Smart device (drones and robots), equipped with embedded sensing devices have been fast deployed to a wide range of applications, including agricultural, aerial photography, fast delivery, motion obstacle avoidance, and industrial automation. Consequently, automatic understanding of visual data collected from these platforms become highly demanding, which brings computer vision to smart device more and more closely. We are excited to present a large-scale benchmark with carefully annotated ground-truth for various important computer vision tasks, named AGEP 2022 .

The VisDrone2022 dataset is collected by the AISKYEYE team at Lab of Machine Learning and Data Mining , Tianjin University, China. The benchmark dataset consists of 400 video clips formed by 265,228 frames and 10,209 static images, captured by various drone-mounted cameras, covering a wide range of aspects including location (taken from 14 different cities separated by thousands of kilometers in China), environment (urban and country), objects (pedestrian, vehicles, bicycles, etc.), and density (sparse and crowded scenes). Note that, the dataset was collected using various drone platforms (i.e., drones with different models), in different scenarios, and under various weather and lighting conditions. These frames are manually annotated with more than 2.6 million bounding boxes or points of targets of frequent interests, such as pedestrians, cars, bicycles, and tricycles. Some important attributes including scene visibility, object class and occlusion, are also provided for better data utilization.
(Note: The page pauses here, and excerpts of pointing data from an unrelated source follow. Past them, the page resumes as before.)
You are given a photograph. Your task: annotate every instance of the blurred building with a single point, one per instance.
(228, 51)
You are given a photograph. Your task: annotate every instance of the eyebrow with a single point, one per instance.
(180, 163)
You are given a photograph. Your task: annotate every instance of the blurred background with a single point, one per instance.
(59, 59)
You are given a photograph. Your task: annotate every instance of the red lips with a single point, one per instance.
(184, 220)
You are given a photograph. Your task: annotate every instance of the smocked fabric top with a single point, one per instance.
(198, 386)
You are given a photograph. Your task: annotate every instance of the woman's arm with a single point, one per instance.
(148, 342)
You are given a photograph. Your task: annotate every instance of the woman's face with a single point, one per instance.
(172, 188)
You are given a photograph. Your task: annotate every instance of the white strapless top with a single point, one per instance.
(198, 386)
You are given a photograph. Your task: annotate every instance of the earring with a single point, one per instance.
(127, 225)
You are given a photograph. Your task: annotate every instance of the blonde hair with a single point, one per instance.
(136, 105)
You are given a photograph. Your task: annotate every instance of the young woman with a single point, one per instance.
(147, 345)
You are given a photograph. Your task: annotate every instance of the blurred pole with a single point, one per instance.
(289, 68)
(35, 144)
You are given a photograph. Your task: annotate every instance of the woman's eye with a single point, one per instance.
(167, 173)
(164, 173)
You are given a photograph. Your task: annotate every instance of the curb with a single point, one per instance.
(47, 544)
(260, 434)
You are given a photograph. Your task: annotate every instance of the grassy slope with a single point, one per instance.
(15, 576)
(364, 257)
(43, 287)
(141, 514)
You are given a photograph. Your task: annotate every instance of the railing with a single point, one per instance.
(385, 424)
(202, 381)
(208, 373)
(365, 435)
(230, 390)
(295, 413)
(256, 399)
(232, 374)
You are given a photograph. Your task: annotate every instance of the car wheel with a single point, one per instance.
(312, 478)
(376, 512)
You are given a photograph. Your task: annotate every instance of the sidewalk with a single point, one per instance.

This FusionPortable-VSLAM Challenge 2022 is based on the FusionPortable dataset, which has been collected by covering a variety of environments on The Hong Kong University of Science and Technology campus by exploiting multiple platforms for data collection. It provides a large range of difficult problems for SLAM. All these sequences are characterized by structure-less areas and varying illumination conditions that are typical in real-world scenarios and pose great challenges to SLAM algorithms that have been developed in confined lab environments. Accurate ground truth, at centimeter-level, is provided for each sequence. The sensor platform used to record the data includes 10Hz LiDAR point clouds, 20Hz stereo frame images, high-rate and asynchronous events from stereo event cameras, 200Hz acceleration and angular velocity readings from an IMU, and 10Hz GPS signal outdoors.